I feel we might still see some lower prices, before year's end - I tend to agree with swissaustrian, that this all feels like a rinse & repeat cycle from 2011/2012 (am I starting to getting hang on that gold ting, or what
). I honestly was feeling a little indecisive about buying up until now, without seeing some violent attacks (which I felt should come, and sure they did), and robust recovery afterwards (which I am sure will come, question at what levels). Now when we are staring at violent attacks, I'll just wait a little bit longer, to see that other bit (robust recovery
). I'll most probably miss the bottom, but I prefer to miss it on the (somewhat confirmed) way up, not down. Just seems to be a safer bet. And why not employ some of our in house traders' tricks, like the ones presented by swissaustrian and DCFusor, to time things well and give yourself a better chance.

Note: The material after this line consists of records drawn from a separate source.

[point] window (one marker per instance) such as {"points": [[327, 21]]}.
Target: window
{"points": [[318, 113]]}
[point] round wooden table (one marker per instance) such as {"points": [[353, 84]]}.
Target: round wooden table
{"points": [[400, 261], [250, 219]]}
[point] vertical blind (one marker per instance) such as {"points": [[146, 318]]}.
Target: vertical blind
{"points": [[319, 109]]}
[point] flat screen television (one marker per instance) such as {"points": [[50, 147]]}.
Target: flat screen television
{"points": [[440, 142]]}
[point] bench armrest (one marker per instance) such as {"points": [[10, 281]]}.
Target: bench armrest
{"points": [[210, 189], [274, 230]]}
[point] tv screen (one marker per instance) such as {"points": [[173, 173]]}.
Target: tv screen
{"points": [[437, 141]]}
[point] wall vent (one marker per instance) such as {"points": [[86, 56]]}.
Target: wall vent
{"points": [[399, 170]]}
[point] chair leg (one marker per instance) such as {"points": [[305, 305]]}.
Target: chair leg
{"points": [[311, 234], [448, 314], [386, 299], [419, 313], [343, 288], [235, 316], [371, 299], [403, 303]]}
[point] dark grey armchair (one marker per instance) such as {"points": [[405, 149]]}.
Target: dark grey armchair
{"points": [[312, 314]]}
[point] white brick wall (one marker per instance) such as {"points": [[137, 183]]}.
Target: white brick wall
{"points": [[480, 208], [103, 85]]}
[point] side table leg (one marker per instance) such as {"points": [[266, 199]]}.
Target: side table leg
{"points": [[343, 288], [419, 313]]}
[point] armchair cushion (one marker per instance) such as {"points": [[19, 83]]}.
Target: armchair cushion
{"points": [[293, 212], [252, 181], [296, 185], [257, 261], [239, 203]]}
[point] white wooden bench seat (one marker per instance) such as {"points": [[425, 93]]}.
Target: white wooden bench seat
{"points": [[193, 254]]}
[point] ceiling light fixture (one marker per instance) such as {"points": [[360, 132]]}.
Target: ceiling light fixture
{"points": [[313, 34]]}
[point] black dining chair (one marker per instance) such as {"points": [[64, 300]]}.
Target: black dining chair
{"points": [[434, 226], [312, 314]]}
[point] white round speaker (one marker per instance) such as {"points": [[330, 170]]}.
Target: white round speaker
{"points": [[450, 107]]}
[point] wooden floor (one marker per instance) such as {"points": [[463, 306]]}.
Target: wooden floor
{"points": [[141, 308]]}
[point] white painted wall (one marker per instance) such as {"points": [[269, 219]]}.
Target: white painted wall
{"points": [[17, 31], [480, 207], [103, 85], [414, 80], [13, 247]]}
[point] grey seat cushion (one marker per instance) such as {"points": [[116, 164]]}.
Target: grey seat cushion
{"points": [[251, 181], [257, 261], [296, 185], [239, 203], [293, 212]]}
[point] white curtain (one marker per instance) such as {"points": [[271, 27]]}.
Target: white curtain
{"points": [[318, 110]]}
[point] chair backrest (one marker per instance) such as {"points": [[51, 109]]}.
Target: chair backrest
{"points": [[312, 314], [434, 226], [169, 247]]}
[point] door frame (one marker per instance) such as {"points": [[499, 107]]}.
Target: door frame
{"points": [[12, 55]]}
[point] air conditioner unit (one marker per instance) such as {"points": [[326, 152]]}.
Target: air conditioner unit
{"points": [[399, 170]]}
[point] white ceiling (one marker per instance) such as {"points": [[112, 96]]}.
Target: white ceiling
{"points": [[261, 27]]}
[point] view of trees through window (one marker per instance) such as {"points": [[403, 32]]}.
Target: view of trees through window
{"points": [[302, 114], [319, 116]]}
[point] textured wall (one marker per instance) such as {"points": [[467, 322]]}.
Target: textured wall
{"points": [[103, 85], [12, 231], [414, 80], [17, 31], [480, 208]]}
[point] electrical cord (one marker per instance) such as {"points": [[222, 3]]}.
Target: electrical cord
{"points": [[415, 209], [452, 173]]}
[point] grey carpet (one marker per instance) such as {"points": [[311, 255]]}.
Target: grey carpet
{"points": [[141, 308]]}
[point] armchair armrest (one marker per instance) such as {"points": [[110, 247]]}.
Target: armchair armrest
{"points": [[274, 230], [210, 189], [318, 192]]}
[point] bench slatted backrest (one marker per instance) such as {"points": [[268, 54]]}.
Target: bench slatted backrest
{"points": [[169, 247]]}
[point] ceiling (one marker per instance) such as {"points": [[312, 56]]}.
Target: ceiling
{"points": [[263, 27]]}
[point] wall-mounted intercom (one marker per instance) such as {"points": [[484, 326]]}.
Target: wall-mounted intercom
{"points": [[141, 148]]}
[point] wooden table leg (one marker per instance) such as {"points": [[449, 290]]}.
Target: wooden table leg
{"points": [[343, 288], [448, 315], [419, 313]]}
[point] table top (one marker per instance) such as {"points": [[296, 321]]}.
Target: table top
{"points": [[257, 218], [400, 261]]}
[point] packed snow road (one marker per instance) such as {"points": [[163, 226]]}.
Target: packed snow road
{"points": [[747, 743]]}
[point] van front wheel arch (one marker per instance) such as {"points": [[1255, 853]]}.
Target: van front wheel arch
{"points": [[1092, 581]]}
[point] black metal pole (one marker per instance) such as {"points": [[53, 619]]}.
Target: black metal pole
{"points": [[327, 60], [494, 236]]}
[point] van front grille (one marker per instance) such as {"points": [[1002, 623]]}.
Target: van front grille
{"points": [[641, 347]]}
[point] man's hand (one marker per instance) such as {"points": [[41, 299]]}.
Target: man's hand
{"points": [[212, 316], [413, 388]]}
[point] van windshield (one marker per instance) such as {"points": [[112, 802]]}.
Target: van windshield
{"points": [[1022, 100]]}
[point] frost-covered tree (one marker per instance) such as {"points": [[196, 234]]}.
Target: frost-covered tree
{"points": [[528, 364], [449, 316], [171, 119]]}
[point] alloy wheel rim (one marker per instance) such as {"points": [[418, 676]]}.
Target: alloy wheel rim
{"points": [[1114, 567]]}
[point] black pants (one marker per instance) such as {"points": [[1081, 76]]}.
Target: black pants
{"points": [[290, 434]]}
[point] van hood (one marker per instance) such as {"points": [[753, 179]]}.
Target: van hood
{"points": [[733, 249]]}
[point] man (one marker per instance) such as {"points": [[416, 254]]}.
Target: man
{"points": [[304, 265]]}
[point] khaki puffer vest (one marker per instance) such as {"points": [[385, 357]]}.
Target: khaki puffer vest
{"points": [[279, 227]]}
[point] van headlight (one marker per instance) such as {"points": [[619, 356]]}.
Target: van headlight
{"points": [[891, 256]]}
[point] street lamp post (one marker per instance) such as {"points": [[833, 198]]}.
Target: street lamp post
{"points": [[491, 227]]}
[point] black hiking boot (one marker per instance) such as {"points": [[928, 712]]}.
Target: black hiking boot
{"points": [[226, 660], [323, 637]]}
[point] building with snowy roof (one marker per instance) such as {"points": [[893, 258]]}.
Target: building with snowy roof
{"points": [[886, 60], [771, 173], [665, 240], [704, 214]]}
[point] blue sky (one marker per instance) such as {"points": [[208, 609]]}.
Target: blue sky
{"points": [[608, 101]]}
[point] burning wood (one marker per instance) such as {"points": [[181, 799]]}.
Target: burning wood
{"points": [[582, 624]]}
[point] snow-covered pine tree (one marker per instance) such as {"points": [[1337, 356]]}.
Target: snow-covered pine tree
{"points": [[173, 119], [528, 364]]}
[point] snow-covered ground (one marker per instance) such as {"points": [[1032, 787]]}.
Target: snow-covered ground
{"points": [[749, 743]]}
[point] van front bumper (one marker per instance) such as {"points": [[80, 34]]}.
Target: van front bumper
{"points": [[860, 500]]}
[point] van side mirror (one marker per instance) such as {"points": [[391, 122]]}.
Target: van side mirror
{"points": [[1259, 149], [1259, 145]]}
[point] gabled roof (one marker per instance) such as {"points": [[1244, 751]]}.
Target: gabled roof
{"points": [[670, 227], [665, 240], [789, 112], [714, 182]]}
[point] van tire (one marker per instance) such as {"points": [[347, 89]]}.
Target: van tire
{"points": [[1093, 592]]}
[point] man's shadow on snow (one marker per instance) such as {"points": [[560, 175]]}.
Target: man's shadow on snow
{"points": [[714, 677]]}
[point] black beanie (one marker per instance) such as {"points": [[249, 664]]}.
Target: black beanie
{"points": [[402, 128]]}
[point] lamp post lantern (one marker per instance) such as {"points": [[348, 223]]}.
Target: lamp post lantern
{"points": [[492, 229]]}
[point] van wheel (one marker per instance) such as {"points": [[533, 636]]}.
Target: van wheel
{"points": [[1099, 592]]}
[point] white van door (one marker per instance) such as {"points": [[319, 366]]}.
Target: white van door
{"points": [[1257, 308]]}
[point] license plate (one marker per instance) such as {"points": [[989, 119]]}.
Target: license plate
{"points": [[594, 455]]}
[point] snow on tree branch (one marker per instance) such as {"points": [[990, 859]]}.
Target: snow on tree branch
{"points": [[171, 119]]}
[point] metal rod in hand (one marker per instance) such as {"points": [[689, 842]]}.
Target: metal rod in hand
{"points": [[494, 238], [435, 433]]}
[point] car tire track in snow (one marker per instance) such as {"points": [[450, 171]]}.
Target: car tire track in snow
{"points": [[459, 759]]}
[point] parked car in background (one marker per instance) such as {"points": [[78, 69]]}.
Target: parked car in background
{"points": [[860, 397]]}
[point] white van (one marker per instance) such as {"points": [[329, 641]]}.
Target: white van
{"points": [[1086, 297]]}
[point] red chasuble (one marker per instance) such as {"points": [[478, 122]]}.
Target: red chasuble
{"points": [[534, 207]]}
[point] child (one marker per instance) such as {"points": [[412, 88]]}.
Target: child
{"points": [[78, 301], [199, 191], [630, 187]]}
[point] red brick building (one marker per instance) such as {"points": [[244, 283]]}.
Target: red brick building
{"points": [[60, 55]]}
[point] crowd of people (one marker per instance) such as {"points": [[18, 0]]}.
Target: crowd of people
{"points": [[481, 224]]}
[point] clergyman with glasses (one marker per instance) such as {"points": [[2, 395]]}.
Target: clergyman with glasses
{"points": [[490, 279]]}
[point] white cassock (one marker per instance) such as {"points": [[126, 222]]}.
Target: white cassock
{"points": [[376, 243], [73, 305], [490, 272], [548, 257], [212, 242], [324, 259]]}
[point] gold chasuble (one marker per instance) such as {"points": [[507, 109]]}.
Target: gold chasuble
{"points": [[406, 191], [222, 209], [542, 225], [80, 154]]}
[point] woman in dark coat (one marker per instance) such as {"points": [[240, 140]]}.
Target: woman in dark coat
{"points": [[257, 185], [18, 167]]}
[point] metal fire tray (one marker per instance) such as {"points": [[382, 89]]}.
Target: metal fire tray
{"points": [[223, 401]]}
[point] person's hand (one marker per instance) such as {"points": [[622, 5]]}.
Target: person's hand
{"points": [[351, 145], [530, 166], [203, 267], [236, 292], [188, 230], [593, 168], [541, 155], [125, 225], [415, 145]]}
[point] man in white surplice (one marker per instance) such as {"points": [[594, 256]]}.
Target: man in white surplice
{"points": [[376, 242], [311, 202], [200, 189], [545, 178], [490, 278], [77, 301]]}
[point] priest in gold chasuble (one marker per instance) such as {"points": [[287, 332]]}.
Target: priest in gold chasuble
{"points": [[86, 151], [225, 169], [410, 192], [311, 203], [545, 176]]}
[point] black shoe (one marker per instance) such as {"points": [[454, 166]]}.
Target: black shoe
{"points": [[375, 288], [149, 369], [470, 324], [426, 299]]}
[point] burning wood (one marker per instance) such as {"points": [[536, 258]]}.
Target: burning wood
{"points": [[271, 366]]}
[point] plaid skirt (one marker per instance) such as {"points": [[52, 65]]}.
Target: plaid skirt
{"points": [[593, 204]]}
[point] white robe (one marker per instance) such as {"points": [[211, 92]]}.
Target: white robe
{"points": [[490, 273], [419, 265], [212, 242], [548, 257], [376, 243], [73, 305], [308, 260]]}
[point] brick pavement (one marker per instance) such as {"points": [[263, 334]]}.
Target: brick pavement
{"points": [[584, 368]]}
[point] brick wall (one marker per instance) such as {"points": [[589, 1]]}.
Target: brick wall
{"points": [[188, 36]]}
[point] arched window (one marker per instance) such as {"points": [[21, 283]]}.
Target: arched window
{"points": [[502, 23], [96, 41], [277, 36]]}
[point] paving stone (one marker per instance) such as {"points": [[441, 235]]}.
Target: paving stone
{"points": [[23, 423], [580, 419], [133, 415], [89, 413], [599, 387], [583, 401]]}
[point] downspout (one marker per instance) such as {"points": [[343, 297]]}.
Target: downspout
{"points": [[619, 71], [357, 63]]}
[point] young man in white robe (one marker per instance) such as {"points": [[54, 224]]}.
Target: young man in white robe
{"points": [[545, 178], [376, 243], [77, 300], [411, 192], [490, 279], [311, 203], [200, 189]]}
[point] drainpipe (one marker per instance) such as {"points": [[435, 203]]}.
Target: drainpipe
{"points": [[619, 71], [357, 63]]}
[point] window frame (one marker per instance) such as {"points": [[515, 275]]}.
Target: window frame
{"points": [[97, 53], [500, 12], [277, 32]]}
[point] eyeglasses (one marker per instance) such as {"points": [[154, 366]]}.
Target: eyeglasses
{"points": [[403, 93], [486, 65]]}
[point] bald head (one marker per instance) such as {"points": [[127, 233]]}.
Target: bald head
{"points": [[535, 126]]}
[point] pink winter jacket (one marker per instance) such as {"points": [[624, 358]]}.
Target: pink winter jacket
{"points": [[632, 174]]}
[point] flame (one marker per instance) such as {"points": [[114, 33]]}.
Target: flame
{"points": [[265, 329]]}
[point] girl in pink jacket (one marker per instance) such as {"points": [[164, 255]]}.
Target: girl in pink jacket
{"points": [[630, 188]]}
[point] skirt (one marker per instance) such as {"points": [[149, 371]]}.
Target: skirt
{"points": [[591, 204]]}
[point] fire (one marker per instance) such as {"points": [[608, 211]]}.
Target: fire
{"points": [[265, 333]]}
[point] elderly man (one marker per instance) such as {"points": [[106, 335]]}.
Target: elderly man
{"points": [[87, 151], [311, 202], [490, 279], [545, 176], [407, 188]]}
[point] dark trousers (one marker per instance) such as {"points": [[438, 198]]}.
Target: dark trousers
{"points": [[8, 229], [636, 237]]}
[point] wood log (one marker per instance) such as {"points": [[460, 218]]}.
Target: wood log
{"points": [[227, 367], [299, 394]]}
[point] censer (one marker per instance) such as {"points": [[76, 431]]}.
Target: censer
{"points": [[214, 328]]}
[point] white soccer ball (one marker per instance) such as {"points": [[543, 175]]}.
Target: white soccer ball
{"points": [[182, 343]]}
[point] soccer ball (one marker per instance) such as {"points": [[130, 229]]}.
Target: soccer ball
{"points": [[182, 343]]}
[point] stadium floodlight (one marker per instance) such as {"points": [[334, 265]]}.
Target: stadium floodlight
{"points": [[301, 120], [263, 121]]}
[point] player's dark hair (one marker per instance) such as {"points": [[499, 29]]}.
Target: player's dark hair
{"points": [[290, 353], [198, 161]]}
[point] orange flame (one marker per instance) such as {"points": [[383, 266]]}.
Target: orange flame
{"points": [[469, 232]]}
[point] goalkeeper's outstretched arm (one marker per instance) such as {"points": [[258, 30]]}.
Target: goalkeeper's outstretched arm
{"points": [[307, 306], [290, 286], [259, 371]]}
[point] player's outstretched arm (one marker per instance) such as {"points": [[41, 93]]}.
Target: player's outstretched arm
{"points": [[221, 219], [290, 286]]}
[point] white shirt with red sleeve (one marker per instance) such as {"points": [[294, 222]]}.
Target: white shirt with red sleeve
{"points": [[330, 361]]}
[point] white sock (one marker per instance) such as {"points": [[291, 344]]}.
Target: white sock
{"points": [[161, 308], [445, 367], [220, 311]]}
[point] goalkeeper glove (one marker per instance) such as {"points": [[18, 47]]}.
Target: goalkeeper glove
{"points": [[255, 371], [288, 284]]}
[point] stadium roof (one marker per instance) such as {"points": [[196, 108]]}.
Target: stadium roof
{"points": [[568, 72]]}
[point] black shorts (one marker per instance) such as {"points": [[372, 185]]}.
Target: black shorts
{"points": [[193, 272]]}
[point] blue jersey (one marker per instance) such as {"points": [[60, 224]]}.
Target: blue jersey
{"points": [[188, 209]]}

December is not through yet, and it seems to me that whomever is doing these "market" machinations, would like to see the meme spreading, in various analysts' "past year reviews/new year's forecasts", that "precious metals bull market is officially finished, this passing year 2012". To date, after last slam, silver is about 2.5% up year on year, gold is about -1.5% down y/y - which does not guarantee they will stay below their Jan 1 2012 levels, given rather organic long term growth in price, and quite remarkable recovery after all the previous whams.
Next thing, even in that long-term bull market in PMs, there is some cyclicality - and it seems that every second year is stronger growth - weaker/no growth. just check the long term trends since about 2000. So, 2012 is kind of supposed to be a "weak" one.